All the women worked as hard as the men, no difference in who carried the rocks, who made the charcoal, who guarded the crops from bandits at night. All Hakka women were this way, strong. We didn’t bind our feet like Han girls, the ones who hopped around on stumps as black and rotten as old bananas. We had to walk all over the mountain to do our work, no binding cloths, no shoes. Our naked feet walked right over those sharp thistles that gave our mountain its famous name.
A suitable Hakka bride from our mountains had thick calluses on her feet and a fine, high-boned face. There were other Hakka families living near the big cities of Yongan, in the mountains, and Jintian, by the river. And the mothers from poorer families liked to match their sons to hardworking pretty girls from Thistle Mountain. During marriage-matching festivals, these boys would climb up to our high villages and our girls would sing the old mountain songs that we had brought from the north a thousand years before. A boy had to sing back to the girl he wanted to marry, finding words to match her song.
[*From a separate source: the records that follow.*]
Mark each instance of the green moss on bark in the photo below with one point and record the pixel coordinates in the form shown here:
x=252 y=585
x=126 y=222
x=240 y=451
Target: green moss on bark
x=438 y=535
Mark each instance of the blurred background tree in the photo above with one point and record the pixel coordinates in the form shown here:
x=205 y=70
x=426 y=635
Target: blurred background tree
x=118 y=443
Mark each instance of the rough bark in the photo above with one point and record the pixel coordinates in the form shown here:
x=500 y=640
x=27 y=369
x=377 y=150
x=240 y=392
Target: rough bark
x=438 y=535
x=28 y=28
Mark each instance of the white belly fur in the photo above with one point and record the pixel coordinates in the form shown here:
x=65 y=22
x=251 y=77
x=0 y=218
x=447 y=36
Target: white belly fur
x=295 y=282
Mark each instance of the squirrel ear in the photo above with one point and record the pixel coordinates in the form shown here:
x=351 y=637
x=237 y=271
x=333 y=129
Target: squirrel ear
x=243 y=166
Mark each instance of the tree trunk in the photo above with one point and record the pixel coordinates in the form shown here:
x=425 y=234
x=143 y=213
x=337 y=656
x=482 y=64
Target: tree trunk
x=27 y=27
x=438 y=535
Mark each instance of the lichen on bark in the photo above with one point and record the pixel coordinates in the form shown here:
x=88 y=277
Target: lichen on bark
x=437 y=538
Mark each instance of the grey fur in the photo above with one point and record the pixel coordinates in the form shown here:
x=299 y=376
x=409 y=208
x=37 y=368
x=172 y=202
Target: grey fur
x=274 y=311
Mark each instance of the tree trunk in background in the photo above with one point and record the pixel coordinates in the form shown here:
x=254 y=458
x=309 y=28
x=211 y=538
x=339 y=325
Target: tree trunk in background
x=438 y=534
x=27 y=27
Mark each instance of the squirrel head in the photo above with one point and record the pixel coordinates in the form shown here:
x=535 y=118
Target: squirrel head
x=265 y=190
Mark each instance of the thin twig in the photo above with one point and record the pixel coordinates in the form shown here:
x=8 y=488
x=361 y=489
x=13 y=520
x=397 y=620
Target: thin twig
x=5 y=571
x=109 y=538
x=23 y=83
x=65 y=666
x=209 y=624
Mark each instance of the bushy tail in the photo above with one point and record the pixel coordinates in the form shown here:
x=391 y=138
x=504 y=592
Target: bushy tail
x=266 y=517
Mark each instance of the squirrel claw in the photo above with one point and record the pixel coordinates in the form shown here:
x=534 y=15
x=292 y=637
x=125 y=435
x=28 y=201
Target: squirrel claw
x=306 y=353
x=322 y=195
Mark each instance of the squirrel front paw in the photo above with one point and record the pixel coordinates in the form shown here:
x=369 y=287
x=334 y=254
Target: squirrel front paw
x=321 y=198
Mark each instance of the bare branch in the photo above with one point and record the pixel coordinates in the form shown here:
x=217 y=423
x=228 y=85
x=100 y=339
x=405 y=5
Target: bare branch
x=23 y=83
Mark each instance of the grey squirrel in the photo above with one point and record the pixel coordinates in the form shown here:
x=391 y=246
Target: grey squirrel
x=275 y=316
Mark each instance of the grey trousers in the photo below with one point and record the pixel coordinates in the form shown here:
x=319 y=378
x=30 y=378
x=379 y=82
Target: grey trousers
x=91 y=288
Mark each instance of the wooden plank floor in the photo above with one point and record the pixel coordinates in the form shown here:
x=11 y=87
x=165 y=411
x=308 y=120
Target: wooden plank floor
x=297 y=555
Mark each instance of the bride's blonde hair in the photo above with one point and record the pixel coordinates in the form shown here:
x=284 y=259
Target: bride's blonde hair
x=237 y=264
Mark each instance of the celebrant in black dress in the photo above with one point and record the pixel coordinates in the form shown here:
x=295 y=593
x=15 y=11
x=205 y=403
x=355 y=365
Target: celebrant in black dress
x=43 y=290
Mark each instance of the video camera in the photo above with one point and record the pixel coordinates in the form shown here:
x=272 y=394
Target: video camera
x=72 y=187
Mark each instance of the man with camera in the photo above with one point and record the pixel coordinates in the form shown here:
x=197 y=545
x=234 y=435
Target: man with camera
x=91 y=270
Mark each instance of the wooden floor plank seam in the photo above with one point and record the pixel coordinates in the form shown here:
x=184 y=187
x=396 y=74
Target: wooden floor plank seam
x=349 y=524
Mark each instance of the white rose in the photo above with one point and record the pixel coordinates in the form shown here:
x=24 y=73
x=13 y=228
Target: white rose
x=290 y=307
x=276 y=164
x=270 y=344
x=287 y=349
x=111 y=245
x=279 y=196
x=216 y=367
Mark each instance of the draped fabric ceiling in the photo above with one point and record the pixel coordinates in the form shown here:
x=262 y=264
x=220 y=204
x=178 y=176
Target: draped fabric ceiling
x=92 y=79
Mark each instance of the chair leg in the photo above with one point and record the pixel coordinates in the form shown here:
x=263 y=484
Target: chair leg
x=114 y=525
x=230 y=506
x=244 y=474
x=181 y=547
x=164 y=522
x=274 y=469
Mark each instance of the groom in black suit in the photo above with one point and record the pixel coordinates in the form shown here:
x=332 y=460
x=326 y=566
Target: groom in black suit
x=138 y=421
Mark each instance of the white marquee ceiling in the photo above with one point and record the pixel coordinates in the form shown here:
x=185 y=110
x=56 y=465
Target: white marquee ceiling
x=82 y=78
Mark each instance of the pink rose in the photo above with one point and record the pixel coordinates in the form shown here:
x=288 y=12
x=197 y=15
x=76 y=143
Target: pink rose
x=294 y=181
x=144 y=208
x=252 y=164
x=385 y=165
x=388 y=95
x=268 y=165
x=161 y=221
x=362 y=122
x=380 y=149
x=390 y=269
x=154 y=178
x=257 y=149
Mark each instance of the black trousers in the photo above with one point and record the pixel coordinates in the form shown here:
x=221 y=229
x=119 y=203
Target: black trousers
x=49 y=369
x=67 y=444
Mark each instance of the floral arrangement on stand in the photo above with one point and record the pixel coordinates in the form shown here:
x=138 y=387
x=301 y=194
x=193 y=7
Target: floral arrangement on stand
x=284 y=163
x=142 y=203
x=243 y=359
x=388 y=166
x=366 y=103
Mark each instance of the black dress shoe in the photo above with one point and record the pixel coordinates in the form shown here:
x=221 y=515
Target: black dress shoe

If his voice was soft, or his words were clumsy, too bad, no marriage. That’s why Hakka people are not only fiercely strong, they have good voices, and clever minds for winning whatever they want.
We had a saying: When you marry a Thistle Mountain girl, you get three oxen for a wife: one that breeds, one that plows, one to carry your old mother around. That’s how tough a Hakka girl was. She never complained, even if a rock tumbled down the side of the mountain and smashed out her eye.
That happened to me when I was seven. I was very proud of my wound, cried only a little. When my grandmother sewed shut the hole that was once my eye, I said the rock had been loosened by a ghost horse. And the horse was ridden by the famous ghost maiden Nunumu – the nu that means ‘girl,’ the numu that means ‘a stare as fierce as a dagger.’ Nunumu, Girl with the Dagger Eye. She too lost her eye when she was young. She had witnessed a Punti man stealing another man’s salt, and before she could run away, he stabbed his dagger in her face. After that, she pulled one corner of her headscarf over her blind eye. And her other eye became bigger, darker, sharp as a cat-eagle’s. She robbed only Punti people, and when they saw her dagger eye, oh, how they trembled.